Il y a le petit coup bref pour dire “attention”. Le double coup pour dire “avance”. Le long coup énervé. Le klaxon de taxi qui cherche un client. Le signal du voisin qui arrive. Le son impatient au feu. Le coup presque amical qui remplace un salut.
Pour un visiteur, tout cela peut sembler chaotique.
Pour un habitué, c’est parfois lisible.
Une grammaire non écrite
Le klaxon marocain a ses nuances.
Il peut prévenir, protester, demander, signaler, rappeler, saluer. Il peut être agressif ou simplement pratique. Il peut éviter un accident ou créer une tension. Il peut faire partie du décor sonore au point qu’on ne l’entend presque plus.
C’est une ponctuation de la rue.
Pas toujours agréable, mais expressive.
La ville qui parle trop fort
Le klaxon raconte aussi la densité.
Des rues chargées, des piétons, des taxis, des scooters, des bus, des livraisons, des places qui manquent, des urgences, des habitudes, des impatiences.
Quand l’espace est disputé, le son devient un outil.
On signale sa présence parce qu’on ne sait pas toujours si l’autre nous a vu.
Entre nuisance et culture
Il ne faut pas romantiser le bruit.
La pollution sonore fatigue. Elle épuise les habitants, stresse les corps, rend la ville plus dure à vivre.

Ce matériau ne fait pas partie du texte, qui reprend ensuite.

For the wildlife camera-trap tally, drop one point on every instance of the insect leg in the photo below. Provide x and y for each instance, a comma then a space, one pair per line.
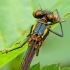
30, 31
61, 35
37, 52
6, 51
58, 14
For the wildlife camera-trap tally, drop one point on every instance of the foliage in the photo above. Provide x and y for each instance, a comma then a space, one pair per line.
15, 21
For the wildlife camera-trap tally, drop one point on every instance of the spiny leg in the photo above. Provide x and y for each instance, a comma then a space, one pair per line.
6, 51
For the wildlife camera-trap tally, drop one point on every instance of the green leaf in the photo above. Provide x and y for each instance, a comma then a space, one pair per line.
15, 21
51, 67
35, 67
66, 68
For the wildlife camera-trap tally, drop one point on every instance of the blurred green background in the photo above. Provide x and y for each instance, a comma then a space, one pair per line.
15, 21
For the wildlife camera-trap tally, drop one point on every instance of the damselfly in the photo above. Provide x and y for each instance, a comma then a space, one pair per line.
38, 34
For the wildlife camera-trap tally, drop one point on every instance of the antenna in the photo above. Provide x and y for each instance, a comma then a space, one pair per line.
40, 6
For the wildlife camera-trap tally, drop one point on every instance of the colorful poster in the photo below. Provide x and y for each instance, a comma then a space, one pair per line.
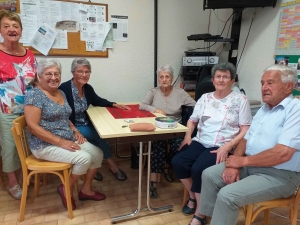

Mais BLED INSOLITE peut regarder le klaxon comme un symptôme intéressant : un langage né d’une ville qui manque parfois de fluidité, mais déborde de présence.
Le regard BLED.LIFE
Le klaxon marocain est une phrase courte avec beaucoup de traductions possibles.
Il peut dire : pousse-toi, salut, attention, je passe, réveille-toi, merci, dépêche-toi, je t’ai vu.
C’est agaçant, drôle, vivant, parfois excessif.
Comme beaucoup de choses dans la rue marocaine, il raconte moins une règle qu’une négociation permanente.